- September 05, 2025
- By Fid Thompson
It’s a common “medical” complaint: You switch to a new doctor and find that electronic health records have not moved with you—cue the déjà vu while filling out the same forms it seems you’ve completed a hundred times before.
But beyond the frustration, what does it mean for your health when your providers aren’t seeing your complete medical history?
With support from a $1.4 million National Institutes of Health grant, a University of Maryland health policy expert is collaborating with a University of California, San Francisco researcher to answer that question.
Nate Apathy, a professor of health policy and management at UMD’s School of Public Health and A. Jay Holmgren of the UCSF School of Medicine will examine how doctors make clinical decisions with the data at hand, how their decisions change when they see all the information including “outside data” from elsewhere, and what impact that change ultimately has on a person’s health.

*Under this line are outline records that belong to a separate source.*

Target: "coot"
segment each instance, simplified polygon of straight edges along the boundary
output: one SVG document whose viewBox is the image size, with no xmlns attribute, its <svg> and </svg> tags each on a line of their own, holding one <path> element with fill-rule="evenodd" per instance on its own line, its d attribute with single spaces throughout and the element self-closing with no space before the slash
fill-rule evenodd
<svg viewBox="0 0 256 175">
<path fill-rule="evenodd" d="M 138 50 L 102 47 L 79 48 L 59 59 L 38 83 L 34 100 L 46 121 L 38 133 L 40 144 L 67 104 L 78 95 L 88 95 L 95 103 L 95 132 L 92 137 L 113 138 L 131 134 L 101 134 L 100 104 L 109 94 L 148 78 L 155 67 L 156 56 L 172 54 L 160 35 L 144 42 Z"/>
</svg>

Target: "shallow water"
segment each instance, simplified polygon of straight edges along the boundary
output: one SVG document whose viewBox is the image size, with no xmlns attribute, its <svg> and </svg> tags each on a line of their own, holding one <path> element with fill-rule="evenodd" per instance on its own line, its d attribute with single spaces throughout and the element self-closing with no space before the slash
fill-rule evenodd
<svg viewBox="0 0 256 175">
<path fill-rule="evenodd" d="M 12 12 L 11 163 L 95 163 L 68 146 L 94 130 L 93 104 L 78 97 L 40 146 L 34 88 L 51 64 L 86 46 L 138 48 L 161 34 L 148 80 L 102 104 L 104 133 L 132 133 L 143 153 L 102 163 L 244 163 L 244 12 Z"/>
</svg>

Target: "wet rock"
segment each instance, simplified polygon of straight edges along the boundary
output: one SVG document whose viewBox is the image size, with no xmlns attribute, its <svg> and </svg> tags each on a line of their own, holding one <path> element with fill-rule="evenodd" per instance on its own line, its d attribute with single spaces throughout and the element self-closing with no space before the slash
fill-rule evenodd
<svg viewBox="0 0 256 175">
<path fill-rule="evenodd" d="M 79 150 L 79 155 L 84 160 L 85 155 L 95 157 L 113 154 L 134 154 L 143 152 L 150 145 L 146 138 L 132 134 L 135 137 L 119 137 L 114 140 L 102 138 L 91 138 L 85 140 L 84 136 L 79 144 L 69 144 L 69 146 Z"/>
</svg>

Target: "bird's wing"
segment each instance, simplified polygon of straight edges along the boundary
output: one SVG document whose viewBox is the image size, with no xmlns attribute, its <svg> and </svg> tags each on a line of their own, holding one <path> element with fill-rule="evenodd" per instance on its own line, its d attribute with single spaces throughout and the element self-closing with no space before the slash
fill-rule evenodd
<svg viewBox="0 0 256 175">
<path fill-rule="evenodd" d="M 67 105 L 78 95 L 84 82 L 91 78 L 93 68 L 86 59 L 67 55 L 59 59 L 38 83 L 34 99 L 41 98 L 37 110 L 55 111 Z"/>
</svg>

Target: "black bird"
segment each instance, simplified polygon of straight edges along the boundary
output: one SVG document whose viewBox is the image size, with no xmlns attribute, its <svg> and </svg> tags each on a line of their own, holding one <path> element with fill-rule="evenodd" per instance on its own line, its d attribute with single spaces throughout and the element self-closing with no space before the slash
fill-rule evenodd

“There are lots of layers that introduce friction to the use of this outside data,” said Apathy. “There are still a lot of important outstanding questions about how the use of outside records changes doctors’ decision-making and, furthermore, how those gaps in records could impact a patient’s health.”

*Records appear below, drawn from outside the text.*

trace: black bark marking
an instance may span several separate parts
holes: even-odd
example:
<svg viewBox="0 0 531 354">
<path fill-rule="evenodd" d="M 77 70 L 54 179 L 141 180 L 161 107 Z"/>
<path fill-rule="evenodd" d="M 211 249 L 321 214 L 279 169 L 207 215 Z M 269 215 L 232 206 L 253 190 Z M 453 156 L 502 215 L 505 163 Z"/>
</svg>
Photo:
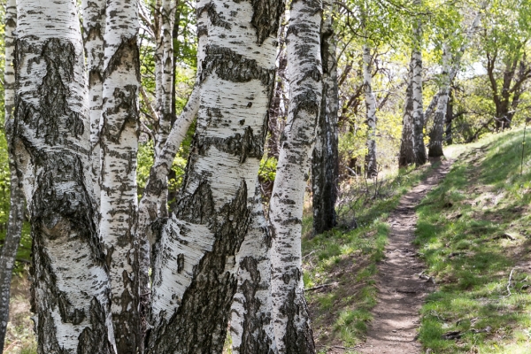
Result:
<svg viewBox="0 0 531 354">
<path fill-rule="evenodd" d="M 262 44 L 270 35 L 276 38 L 281 16 L 286 8 L 284 1 L 250 0 L 253 8 L 251 25 L 257 31 L 257 42 Z"/>
<path fill-rule="evenodd" d="M 206 223 L 216 241 L 212 250 L 205 253 L 194 268 L 192 283 L 185 291 L 178 310 L 169 320 L 155 324 L 152 331 L 157 335 L 148 333 L 147 353 L 150 354 L 220 353 L 223 350 L 232 298 L 236 290 L 236 276 L 225 272 L 225 267 L 247 232 L 250 216 L 247 186 L 242 181 L 235 198 L 219 211 L 213 210 L 207 182 L 202 182 L 194 195 L 179 203 L 175 214 L 189 222 Z M 197 211 L 192 212 L 196 208 Z M 212 213 L 204 214 L 211 210 Z"/>
<path fill-rule="evenodd" d="M 266 88 L 269 88 L 274 80 L 274 69 L 265 69 L 259 66 L 256 60 L 248 59 L 227 48 L 209 45 L 205 51 L 206 57 L 201 63 L 202 81 L 212 73 L 216 73 L 220 79 L 232 82 L 259 80 Z"/>
</svg>

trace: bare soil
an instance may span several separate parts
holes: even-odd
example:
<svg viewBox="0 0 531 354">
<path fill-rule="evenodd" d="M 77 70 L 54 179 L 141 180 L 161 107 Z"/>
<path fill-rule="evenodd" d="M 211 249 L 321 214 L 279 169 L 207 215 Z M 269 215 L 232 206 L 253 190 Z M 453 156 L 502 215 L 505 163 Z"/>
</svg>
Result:
<svg viewBox="0 0 531 354">
<path fill-rule="evenodd" d="M 420 277 L 425 265 L 413 246 L 417 224 L 415 207 L 450 171 L 451 162 L 442 161 L 428 177 L 405 194 L 389 215 L 390 232 L 386 258 L 378 264 L 378 304 L 360 353 L 414 354 L 421 352 L 416 341 L 420 324 L 419 311 L 435 289 L 431 279 Z"/>
</svg>

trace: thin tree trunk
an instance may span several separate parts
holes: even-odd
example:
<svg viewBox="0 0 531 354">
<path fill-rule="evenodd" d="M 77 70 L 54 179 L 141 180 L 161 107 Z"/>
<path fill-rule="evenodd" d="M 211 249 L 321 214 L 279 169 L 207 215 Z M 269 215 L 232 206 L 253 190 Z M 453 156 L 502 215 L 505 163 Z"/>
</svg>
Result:
<svg viewBox="0 0 531 354">
<path fill-rule="evenodd" d="M 173 214 L 159 224 L 148 353 L 222 351 L 283 8 L 273 0 L 197 3 L 197 128 Z"/>
<path fill-rule="evenodd" d="M 421 0 L 416 0 L 419 5 Z M 424 146 L 424 109 L 422 108 L 422 23 L 419 19 L 413 28 L 414 44 L 412 55 L 413 89 L 413 139 L 415 164 L 422 165 L 427 161 Z"/>
<path fill-rule="evenodd" d="M 313 192 L 313 232 L 322 234 L 336 224 L 335 201 L 339 161 L 337 152 L 337 60 L 333 27 L 333 2 L 323 2 L 320 50 L 322 63 L 322 96 L 317 124 L 315 148 L 312 158 L 312 189 Z"/>
<path fill-rule="evenodd" d="M 410 70 L 405 90 L 405 102 L 404 105 L 404 118 L 402 123 L 402 141 L 400 142 L 400 154 L 398 166 L 405 167 L 415 163 L 415 149 L 413 139 L 413 85 L 412 85 L 412 59 L 410 62 Z"/>
<path fill-rule="evenodd" d="M 76 3 L 19 0 L 17 10 L 11 148 L 32 224 L 37 351 L 114 353 Z"/>
<path fill-rule="evenodd" d="M 236 254 L 238 288 L 230 333 L 235 354 L 275 354 L 271 300 L 271 235 L 257 181 L 249 230 Z"/>
<path fill-rule="evenodd" d="M 138 86 L 136 0 L 107 0 L 105 9 L 100 236 L 112 285 L 112 322 L 119 353 L 141 345 L 136 234 Z"/>
<path fill-rule="evenodd" d="M 12 65 L 15 47 L 13 31 L 17 27 L 17 2 L 9 0 L 5 7 L 5 68 L 4 71 L 4 97 L 5 107 L 5 137 L 12 141 L 12 112 L 15 104 L 15 72 Z M 12 148 L 8 148 L 10 180 L 10 207 L 5 240 L 0 253 L 0 354 L 4 351 L 5 330 L 9 321 L 11 281 L 20 243 L 24 222 L 24 194 L 19 186 Z"/>
<path fill-rule="evenodd" d="M 371 49 L 366 44 L 363 47 L 363 81 L 366 94 L 367 114 L 367 155 L 366 156 L 366 173 L 367 177 L 378 175 L 376 165 L 376 97 L 373 93 Z"/>
<path fill-rule="evenodd" d="M 99 143 L 103 105 L 104 32 L 105 0 L 82 0 L 83 42 L 88 72 L 88 110 L 90 114 L 90 148 L 92 150 L 92 184 L 99 209 L 101 147 Z"/>
<path fill-rule="evenodd" d="M 304 294 L 301 231 L 303 198 L 322 95 L 320 1 L 293 1 L 288 29 L 289 111 L 269 218 L 274 333 L 279 353 L 314 353 Z"/>
<path fill-rule="evenodd" d="M 444 132 L 444 118 L 446 117 L 448 94 L 450 92 L 450 50 L 448 45 L 445 45 L 442 52 L 442 72 L 441 73 L 442 82 L 438 94 L 439 99 L 437 100 L 434 126 L 429 134 L 428 156 L 430 158 L 439 158 L 443 155 L 442 134 Z"/>
<path fill-rule="evenodd" d="M 461 58 L 465 54 L 465 50 L 472 42 L 472 36 L 476 32 L 478 27 L 480 26 L 481 19 L 482 17 L 482 11 L 486 8 L 488 2 L 484 2 L 481 5 L 481 9 L 478 12 L 477 15 L 472 21 L 470 28 L 466 31 L 466 37 L 465 42 L 462 43 L 461 47 L 458 50 L 455 55 L 451 56 L 450 45 L 446 43 L 444 45 L 444 50 L 442 53 L 442 70 L 441 73 L 442 76 L 442 85 L 439 92 L 435 94 L 429 104 L 428 108 L 425 112 L 425 122 L 429 119 L 431 115 L 434 112 L 435 107 L 435 118 L 434 120 L 434 126 L 430 132 L 430 142 L 429 142 L 429 150 L 428 156 L 436 158 L 442 156 L 442 133 L 444 130 L 444 119 L 446 116 L 446 105 L 448 103 L 448 96 L 450 93 L 450 86 L 451 82 L 455 79 L 458 74 L 461 64 Z"/>
</svg>

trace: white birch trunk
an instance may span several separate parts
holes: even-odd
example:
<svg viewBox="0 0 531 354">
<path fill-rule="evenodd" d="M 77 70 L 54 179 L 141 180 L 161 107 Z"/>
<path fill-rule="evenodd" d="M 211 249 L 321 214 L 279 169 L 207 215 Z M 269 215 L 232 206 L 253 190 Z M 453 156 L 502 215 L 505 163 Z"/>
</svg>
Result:
<svg viewBox="0 0 531 354">
<path fill-rule="evenodd" d="M 8 143 L 12 141 L 12 112 L 15 104 L 15 71 L 13 67 L 15 38 L 13 31 L 16 29 L 16 26 L 17 3 L 15 0 L 9 0 L 5 6 L 5 66 L 4 71 L 5 137 Z M 11 281 L 24 222 L 24 195 L 19 186 L 13 150 L 8 147 L 7 153 L 11 174 L 10 208 L 5 239 L 0 252 L 0 354 L 4 350 L 5 330 L 9 320 Z"/>
<path fill-rule="evenodd" d="M 155 246 L 148 352 L 221 352 L 274 78 L 278 1 L 197 3 L 197 128 Z M 249 196 L 248 191 L 251 195 Z"/>
<path fill-rule="evenodd" d="M 105 28 L 105 0 L 82 0 L 83 42 L 88 73 L 88 112 L 90 114 L 90 148 L 92 150 L 92 183 L 99 210 L 101 147 L 99 144 L 102 89 L 104 77 L 104 32 Z"/>
<path fill-rule="evenodd" d="M 418 5 L 421 0 L 416 0 Z M 424 109 L 422 96 L 422 23 L 417 20 L 413 28 L 414 43 L 412 55 L 412 89 L 413 89 L 413 139 L 415 164 L 422 165 L 427 161 L 426 146 L 424 146 Z"/>
<path fill-rule="evenodd" d="M 367 115 L 367 155 L 366 156 L 366 173 L 367 177 L 378 174 L 376 165 L 376 97 L 373 92 L 371 49 L 363 47 L 363 84 L 365 87 L 366 107 Z"/>
<path fill-rule="evenodd" d="M 107 0 L 101 131 L 100 236 L 112 285 L 112 321 L 119 353 L 141 345 L 136 234 L 138 86 L 136 0 Z"/>
<path fill-rule="evenodd" d="M 444 131 L 444 119 L 446 117 L 446 107 L 448 104 L 448 96 L 450 94 L 450 71 L 451 64 L 451 50 L 449 45 L 444 45 L 442 52 L 442 71 L 441 73 L 441 88 L 438 93 L 437 109 L 434 119 L 434 126 L 429 134 L 429 150 L 430 158 L 438 158 L 442 153 L 442 133 Z"/>
<path fill-rule="evenodd" d="M 303 198 L 320 112 L 320 1 L 291 3 L 288 29 L 289 110 L 270 202 L 273 326 L 279 353 L 313 353 L 304 294 Z"/>
<path fill-rule="evenodd" d="M 249 230 L 236 254 L 238 288 L 230 333 L 235 354 L 275 354 L 271 298 L 271 236 L 257 181 Z"/>
<path fill-rule="evenodd" d="M 19 0 L 17 10 L 11 146 L 32 223 L 37 351 L 114 353 L 76 3 Z"/>
<path fill-rule="evenodd" d="M 175 1 L 162 0 L 160 7 L 160 33 L 157 43 L 156 61 L 158 68 L 156 74 L 156 84 L 158 86 L 157 93 L 157 109 L 158 117 L 158 127 L 157 131 L 157 141 L 155 142 L 155 154 L 160 155 L 162 149 L 170 133 L 172 125 L 172 94 L 173 79 L 173 41 L 172 31 L 175 21 Z M 165 216 L 165 215 L 164 215 Z"/>
<path fill-rule="evenodd" d="M 412 58 L 410 61 L 410 69 L 407 77 L 407 88 L 405 90 L 405 102 L 404 104 L 404 118 L 402 122 L 402 141 L 400 142 L 400 154 L 398 166 L 405 167 L 415 163 L 415 139 L 413 136 L 413 84 L 412 84 Z"/>
</svg>

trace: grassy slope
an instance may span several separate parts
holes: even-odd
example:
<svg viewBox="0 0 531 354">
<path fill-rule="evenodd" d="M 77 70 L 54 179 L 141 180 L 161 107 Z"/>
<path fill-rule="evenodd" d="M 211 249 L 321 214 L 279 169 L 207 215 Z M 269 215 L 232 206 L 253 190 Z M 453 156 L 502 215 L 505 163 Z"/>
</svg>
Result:
<svg viewBox="0 0 531 354">
<path fill-rule="evenodd" d="M 354 208 L 359 226 L 356 229 L 337 228 L 311 238 L 312 218 L 304 219 L 304 286 L 319 352 L 326 353 L 334 346 L 349 352 L 348 348 L 364 341 L 370 311 L 376 304 L 376 263 L 383 258 L 387 243 L 388 213 L 431 168 L 425 165 L 388 176 L 376 198 L 374 184 L 351 185 L 350 193 L 369 189 Z M 314 289 L 324 284 L 329 285 Z"/>
<path fill-rule="evenodd" d="M 432 353 L 531 352 L 531 135 L 520 175 L 522 137 L 467 147 L 417 210 L 416 243 L 439 285 L 421 311 Z M 449 331 L 462 337 L 442 339 Z"/>
</svg>

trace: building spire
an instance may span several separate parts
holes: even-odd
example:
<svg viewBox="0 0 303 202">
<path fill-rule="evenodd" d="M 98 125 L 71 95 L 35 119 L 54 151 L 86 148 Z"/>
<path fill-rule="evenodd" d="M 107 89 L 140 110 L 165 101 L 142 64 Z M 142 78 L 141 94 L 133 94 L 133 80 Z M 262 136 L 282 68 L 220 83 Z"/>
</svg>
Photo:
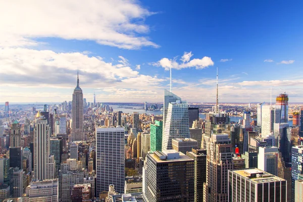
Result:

The rate at which doctors look at “outside data” to make clinical decisions is, in general, surprisingly low, Apathy said. In an outpatient setting, less than 30% of them on average review outside data. For other doctors, the rate is 5-10%. (Apathy noted that some outside data may not be relevant to the patient’s health concern.)
Over the next four years, the researchers will examine data from two academic health systems: UCSF Health and the University of Maryland Medical System. The IT systems of both institutions were recently updated to seamlessly include outside data (as permitted by patients) in patient electronic health records, allowing researchers to compare if and how clinicians used it for clinical decisions before and after the system upgrade.
Using machine learning and AI tools, the researchers plan to create different patient “phenotypes”—profiles of observable traits like sex, age, disease diagnoses and medical care history. These phenotypes will help flag relevant outside records for a given patient so doctors can proactively look at the relevant data for their decision making.
“When health data travels seamlessly between institutions, there is immense promise to drive down health care costs and reduce health care use and duplicative paperwork, all of which can improve patient health and satisfaction,” Apathy said. “We hope this research and the open-source tools we will create from it will contribute to improved decision-making and health outcomes.”